In the meantime, a script to parse the CSL-JSON dates is the easiest route...

Here is a regex pattern to replace dates with just the year in the JSON (it doesn't handle lots of variants, just the basic): https://regex101.com/r/qmxmYv

Re: [Feature Request] Support CSL-JSON Format

Posted: Tue Mar 11, 2025 10:25 am
by somelinguist
Thanks, Jon and iandol for your help!

I remember now that the dates were the issue with Pandoc for me too. I'lll see if I can get something working based on your regex.

Re: [Feature Request] Support CSL-JSON Format

Posted: Wed Mar 12, 2025 4:12 am
by iandol
This is my interim zsh script to fix dates that runs via launchctl:

https://codeberg.org/iandol/dotfiles/sr ... eakJSON.sh

It first uses jq to remove abstracts, addresses etc which cuts the file size down (my JSON is 18MB before and 7MB after, pandoc can load and parse it more quickly), and uses Ruby to regex fix the dates. Ruby is a bit faster than sed for this task, but either will work:

Code: Select all

sed 's/"raw": *".*\([0-9]\{4\}\)[^"]*"/"raw": "\1"/g' temp.json > $outfile
ruby -e 'puts File.read(ARGV[0]).gsub(/"raw":\s*".*?(\d{4})[^"]*"/, "\"raw\": \"\\1\"")' temp.json > $outfile
That script also fixes the case for some words in my field using a second script (https://codeberg.org/iandol/dotfiles/sr ... fixCase.rb) but you can leave that out.

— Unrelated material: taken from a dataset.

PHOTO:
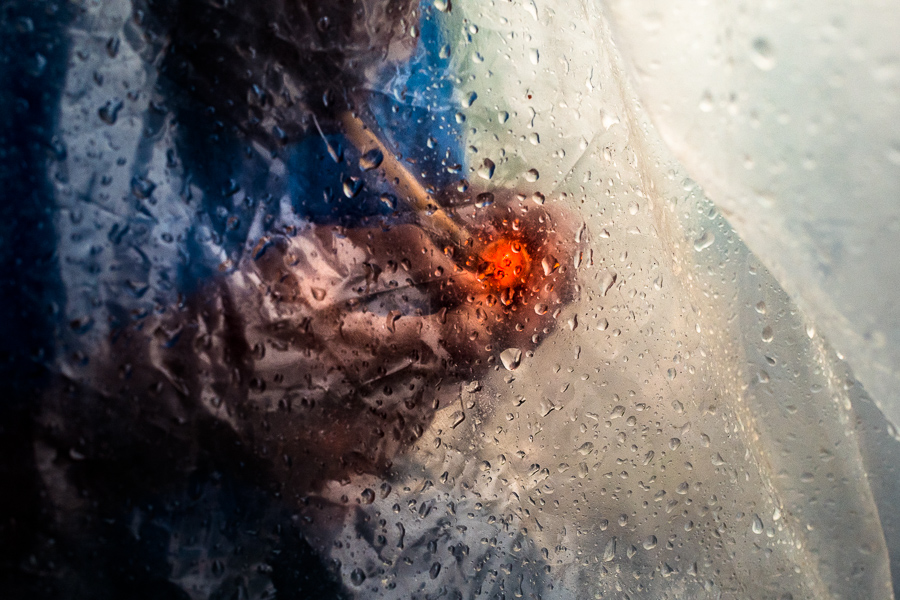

Re: [Feature Request] Support CSL-JSON Format

Posted: Fri Mar 14, 2025 12:01 am
by iandol
For anyone thinking about switching to JSON over BIB here is a performance comparison:

Code: Select all

✦ ε ➪ benchmark { pandoc -t plain --csl apa.csl --citeproc --bibliography Core.json test.md > /dev
/null }
337.467316ms ± 15.798866ms (min 322.477834ms, max 366.256375ms, 5 runs)
                                                                                                      
✦ ε ➪ benchmark { pandoc -t plain --csl apa.csl --citeproc --bibliography Core.bib test.md > /dev/null
 }
1.747915883s ± 19.313042ms (min 1.732968833s, max 1.785758333s, 5 runs)
Around 5X faster. With a bigger document and/or regular compilation (or example using Marked2 for live preview of your paper), this does make a difference...